Hepatitis C Virus Persistence After Sustained Virological Response to Antiviral Therapy in Patients With or Without Past Exposure to Hepatitis B Virus

T. N. Q. Pham; C. S. Coffin; N. D. Churchill; S. J. Urbanski; S. S. Lee; T. I. Michalak


J Viral Hepat. 2012;19(2):103-111. 

In This Article


In this study, we examined the prevalence of OCI in patients with clinically resolved hepatitis C who had or did not have past exposure to HBV. Our findings overall suggest that low-level HBV DNA carriage in plasma, PBMC or liver does not have a noticeable effect on the prevalence, virological characteristics and, most likely, features of liver histology encountered in the course of OCI. The data also indicate that regardless of the existence of past HBV exposure, the levels of HCV RNA, especially in plasma, could vary significantly over time in OCI. Given that both HCV and HBV genomes were detectable in the same compartments in many of the cases examined, it can be proposed that the reciprocal inhibition of HBV and HCV replication observed in highly viraemic hepatitis patients[22,24,26,41] is not evident in low-level coinfection with these viruses.

Since its discovery in recent years,[14] OCI continuing after clinical resolution of hepatitis C has been a subject of investigations by many groups. Although we and others have collectively documented the presence of low-level HCV persistence in plasma, PBMC and/or liver in individuals with spontaneous or treatment-induced recovery from CHC,[13–15] studies from other groups came to rather opposite conclusions.[42–44] As evidenced in this study, HCV RNA, in both plasma and PBMC, could fluctuate considerably over time in low-level HCV infection. This, in consequence, highlights the importance of testing multiple samples and, if required, using a larger amount of starting material for nucleic acid extraction. In addition, as ex vivo stimulation of lymphoid cells with mitogens could greatly enhance virus detection,[14,39] we routinely adopt this approach to our investigation of OCI in PBMC. Nevertheless, this methodology was not used by most, if not all, studies that had refuted the existence of occult HCV persistence.[42–44] Perhaps, a combination of the differences mentioned elsewhere, together with other factors discussed elsewhere,[17,18] could help reconcile the discrepancies between the data that argued for[13–15] and those that were against[42–44] the notion of OCI persisting after clinically diagnosed recovery. Further, it is important to note that in this study, as well in those published elsewhere [8,13–15,36], low-level occult HCV persistence was not just about mere detection of HCV RNA. Indeed, not only the persistent expression of HCV replicative strand in PBMC and liver tissue was documented, but also HCV sequence polymorphisms in PBMC compared with plasma or liver, circulating virion-like particles and their replication competence were demonstrated.[36]

In most cases evaluated, liver histology showed improvement after otherwise successful treatment. Nevertheless, there was also an indication of persistent low-grade liver inflammation and fibrosis (see Table 3), which was seemingly irrespective of whether the individuals were concurrently positive or not for HBV DNA. The question of whether OBI could contribute to such alterations after achieving SVR could not be conclusively addressed in this study and will require a similar investigation with a larger number of cases. At this point, our finding of hepatic changes after SVR is consistent with that reported by others.[13,15,45]
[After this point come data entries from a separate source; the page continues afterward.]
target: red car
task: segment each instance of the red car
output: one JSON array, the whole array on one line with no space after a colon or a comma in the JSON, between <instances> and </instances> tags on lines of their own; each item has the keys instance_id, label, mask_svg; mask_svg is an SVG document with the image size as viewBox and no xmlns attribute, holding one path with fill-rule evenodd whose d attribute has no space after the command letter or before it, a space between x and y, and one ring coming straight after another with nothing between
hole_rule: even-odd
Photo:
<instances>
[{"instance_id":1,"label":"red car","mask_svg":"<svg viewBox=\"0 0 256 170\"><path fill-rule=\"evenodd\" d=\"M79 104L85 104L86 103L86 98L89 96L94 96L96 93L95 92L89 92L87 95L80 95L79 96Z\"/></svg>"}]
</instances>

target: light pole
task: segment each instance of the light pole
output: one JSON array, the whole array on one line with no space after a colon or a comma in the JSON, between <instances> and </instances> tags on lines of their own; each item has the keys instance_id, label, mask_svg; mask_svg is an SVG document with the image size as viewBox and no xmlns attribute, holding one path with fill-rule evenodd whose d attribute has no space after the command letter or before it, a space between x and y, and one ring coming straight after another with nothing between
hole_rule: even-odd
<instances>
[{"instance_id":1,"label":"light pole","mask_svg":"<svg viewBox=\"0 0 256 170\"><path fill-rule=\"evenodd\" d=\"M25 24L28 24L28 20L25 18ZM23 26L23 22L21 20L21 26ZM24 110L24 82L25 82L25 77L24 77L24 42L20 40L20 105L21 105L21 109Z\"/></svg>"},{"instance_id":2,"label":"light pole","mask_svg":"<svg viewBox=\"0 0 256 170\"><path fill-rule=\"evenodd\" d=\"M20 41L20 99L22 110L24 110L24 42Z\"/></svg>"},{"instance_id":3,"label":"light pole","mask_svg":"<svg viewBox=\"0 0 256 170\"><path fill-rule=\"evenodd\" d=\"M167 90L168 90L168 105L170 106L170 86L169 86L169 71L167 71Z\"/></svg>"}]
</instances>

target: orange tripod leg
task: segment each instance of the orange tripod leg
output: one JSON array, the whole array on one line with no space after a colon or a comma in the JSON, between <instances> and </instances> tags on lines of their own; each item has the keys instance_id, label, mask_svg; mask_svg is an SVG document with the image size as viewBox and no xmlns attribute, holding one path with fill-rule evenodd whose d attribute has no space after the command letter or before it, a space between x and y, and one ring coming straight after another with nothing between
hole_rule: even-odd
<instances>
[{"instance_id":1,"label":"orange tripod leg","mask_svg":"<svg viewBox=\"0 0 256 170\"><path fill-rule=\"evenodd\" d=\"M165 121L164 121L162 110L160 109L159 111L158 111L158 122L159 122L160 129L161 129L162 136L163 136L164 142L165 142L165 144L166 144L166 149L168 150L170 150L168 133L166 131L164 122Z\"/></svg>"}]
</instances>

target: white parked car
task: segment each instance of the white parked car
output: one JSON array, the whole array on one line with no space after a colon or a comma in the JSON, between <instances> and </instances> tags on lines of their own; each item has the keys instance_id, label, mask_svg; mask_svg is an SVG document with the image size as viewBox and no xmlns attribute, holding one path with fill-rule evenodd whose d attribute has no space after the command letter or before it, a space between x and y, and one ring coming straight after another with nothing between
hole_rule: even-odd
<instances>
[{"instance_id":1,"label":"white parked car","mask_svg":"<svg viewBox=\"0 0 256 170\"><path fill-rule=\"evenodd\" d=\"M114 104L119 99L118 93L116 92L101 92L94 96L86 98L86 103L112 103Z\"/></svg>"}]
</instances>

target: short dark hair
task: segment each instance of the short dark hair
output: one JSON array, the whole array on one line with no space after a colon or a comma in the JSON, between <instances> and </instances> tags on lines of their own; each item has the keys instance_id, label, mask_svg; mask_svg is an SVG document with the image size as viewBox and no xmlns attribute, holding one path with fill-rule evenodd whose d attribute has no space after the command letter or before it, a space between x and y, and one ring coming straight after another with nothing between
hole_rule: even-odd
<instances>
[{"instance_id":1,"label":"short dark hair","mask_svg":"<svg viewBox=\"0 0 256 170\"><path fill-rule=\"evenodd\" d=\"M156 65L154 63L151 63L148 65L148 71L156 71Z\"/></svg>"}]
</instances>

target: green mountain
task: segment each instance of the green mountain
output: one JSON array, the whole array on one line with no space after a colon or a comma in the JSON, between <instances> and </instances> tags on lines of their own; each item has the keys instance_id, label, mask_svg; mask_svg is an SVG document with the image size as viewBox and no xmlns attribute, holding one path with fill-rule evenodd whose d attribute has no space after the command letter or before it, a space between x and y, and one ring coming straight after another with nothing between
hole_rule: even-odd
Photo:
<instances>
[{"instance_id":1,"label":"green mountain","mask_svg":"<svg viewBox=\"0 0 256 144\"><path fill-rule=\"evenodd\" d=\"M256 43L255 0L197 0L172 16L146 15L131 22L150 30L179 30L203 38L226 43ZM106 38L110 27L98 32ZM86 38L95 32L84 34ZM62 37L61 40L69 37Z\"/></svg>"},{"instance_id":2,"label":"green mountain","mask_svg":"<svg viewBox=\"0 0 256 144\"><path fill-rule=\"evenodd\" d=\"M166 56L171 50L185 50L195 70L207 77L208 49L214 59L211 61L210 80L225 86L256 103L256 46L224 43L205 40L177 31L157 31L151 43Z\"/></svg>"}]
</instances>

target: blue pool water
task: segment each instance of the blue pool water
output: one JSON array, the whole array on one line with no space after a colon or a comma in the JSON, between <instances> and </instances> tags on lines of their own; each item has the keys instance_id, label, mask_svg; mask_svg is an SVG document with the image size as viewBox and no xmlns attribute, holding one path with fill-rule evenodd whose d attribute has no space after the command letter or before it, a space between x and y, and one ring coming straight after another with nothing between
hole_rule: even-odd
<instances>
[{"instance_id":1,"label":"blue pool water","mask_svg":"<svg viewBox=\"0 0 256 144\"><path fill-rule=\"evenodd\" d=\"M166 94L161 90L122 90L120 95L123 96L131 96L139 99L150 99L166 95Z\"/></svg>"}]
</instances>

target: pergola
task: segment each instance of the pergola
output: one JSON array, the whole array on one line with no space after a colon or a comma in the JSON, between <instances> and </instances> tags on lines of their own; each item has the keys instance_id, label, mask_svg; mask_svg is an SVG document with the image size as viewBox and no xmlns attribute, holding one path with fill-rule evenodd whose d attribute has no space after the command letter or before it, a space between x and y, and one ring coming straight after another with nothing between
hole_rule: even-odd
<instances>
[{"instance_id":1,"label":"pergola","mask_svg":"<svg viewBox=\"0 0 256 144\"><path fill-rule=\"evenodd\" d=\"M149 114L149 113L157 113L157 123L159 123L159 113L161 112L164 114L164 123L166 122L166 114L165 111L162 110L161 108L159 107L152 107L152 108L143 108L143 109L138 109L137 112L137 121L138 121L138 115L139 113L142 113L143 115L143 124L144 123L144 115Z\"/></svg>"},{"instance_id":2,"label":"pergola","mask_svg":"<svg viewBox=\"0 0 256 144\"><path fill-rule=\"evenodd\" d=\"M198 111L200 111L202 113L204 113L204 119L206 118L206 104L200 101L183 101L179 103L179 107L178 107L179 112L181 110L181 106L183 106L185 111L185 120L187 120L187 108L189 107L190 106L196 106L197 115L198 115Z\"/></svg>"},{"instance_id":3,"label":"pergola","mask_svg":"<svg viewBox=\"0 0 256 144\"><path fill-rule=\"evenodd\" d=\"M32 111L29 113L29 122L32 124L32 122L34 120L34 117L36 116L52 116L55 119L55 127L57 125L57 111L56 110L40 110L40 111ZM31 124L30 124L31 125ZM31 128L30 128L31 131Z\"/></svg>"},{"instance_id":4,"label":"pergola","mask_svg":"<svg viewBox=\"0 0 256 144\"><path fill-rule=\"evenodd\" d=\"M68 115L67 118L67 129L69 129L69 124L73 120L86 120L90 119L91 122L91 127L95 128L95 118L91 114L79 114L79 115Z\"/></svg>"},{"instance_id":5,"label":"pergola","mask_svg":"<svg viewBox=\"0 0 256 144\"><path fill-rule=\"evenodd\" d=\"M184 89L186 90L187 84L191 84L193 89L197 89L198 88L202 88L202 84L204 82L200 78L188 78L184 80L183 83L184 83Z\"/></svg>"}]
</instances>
Taken together, the current study provides new insights into characteristics of occult HCV persistence in general and in individuals with past exposure to HBV in particular. It also offers a standardized approach with greater uniformity and sensitivity in the identification of OCI. Our data indicate that a past encounter with HBV may not negatively influence the prevalence and characteristics of low-level HCV persistence continuing after resolution of CHC achieved following antiviral therapy.